The modifications so far are quite substantial and touch too many lines. Even though the code is in a very intermediate state, with many members still publicly exposed and without proper object-oriented implementation in place, it should still be mergeable.
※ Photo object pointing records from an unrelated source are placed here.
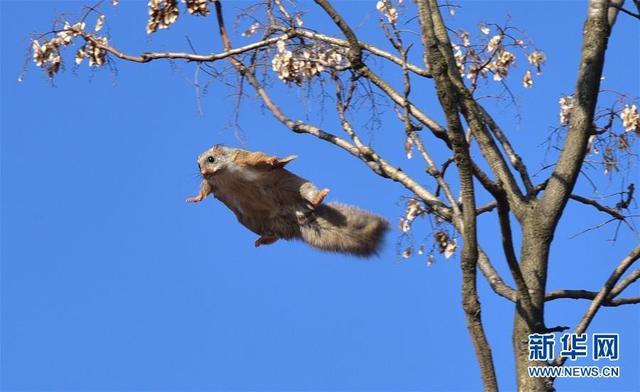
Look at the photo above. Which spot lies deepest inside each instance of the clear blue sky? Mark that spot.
(110, 281)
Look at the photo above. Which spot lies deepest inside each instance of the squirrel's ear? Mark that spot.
(283, 161)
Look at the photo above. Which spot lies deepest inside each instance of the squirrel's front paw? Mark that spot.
(195, 199)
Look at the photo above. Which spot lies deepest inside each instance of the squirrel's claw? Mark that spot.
(265, 240)
(320, 197)
(278, 163)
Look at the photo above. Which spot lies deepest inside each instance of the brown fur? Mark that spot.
(277, 204)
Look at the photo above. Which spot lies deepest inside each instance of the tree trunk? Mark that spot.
(534, 258)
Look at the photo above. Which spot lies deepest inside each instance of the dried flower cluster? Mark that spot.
(408, 147)
(251, 30)
(387, 9)
(446, 245)
(162, 14)
(481, 60)
(197, 7)
(566, 106)
(302, 64)
(414, 210)
(630, 118)
(537, 58)
(96, 55)
(47, 55)
(500, 66)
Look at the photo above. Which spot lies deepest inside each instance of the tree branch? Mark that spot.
(449, 99)
(611, 211)
(299, 32)
(601, 296)
(585, 294)
(565, 174)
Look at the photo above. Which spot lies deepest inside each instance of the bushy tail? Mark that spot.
(345, 229)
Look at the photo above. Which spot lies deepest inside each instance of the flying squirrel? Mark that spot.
(277, 204)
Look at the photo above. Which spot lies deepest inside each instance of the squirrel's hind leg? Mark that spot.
(265, 240)
(205, 190)
(311, 194)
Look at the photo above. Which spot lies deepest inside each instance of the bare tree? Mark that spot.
(458, 68)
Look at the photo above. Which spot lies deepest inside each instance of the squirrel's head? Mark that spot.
(215, 159)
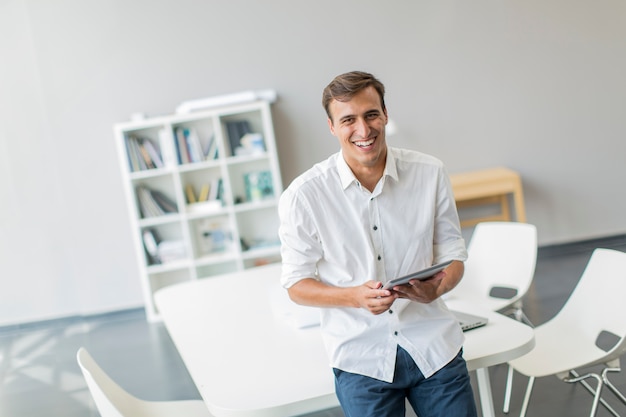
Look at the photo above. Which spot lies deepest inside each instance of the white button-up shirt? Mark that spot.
(334, 230)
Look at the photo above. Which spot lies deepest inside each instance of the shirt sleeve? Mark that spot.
(301, 248)
(448, 241)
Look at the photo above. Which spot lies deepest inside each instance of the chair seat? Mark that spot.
(186, 408)
(549, 358)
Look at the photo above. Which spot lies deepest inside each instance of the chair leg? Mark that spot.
(597, 394)
(518, 314)
(529, 390)
(507, 390)
(578, 378)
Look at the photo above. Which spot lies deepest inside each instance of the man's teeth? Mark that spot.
(364, 143)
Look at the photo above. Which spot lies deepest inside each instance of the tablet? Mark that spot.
(423, 274)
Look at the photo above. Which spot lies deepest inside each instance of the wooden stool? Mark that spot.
(487, 187)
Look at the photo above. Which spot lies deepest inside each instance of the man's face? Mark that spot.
(359, 124)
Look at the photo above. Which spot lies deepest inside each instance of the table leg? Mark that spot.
(484, 391)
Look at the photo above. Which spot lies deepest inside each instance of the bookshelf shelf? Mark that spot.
(202, 191)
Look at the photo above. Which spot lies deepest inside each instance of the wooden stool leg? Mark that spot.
(506, 209)
(518, 199)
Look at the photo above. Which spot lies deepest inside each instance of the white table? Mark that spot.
(247, 360)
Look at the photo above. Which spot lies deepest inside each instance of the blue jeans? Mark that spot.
(447, 393)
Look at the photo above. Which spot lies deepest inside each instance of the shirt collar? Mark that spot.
(347, 176)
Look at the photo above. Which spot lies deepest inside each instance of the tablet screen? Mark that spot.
(423, 274)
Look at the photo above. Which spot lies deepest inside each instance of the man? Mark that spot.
(366, 215)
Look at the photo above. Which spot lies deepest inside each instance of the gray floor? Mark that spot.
(39, 375)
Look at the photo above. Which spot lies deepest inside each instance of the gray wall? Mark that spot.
(534, 85)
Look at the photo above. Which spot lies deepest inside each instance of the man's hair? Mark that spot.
(346, 86)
The general class hierarchy that I have in mind is like this:
graph TD;
llama_kv_cache_unified --> llama_kv_cache;
llama_kv_cache_standard --> llama_kv_cache;
llama_kv_cache_mamba --> llama_kv_cache;
... --> llama_kv_cache;
Here, llama_kv_cache_unified is basically the llama_kv_cache implementation that we currently have. In the future, we will add more implementations that would be appropriate for multi-user scenarios (e.g. llama_kv_cache_standard) or for Mamba architectures (llama_kv_cache_mamba).
graph TD;
llama_context --> llama_model;
llama_context --> llama_cparams;
llama_context --> llama_adapter;
llama_context --> etc..;
llama_context[<b>llama_context</b>];
llama_context_no_kv[<b>llama_context_no_kv</b><br><br>];
llama_context_unified[<b>llama_context_unified</b><br><br>llama_kv_cache_unified];
llama_context_standard[<b>llama_context_standard</b><br><br>llama_kv_cache_standard];
llama_context_mamba[<b>llama_context_mamba</b><br><br>llama_kv_cache_mamba];
llama_context_enc_dec[<b>llama_context_enc_dec</b><br><br>llama_kv_cache_standard];
llama_context_no_kv -.-> llama_context;
llama_context_unified -.-> llama_context;
llama_context_standard -.-> llama_context;
llama_context_mamba -.-> llama_context;
llama_context_enc_dec -.-> llama_context;
... -.-> llama_context;
The base llama_context class will implement common functionality such as low-level ggml buffer and backend management + adapters, without the notion of a KV cache. The derived classes will specialize the llama_context for different use-cases.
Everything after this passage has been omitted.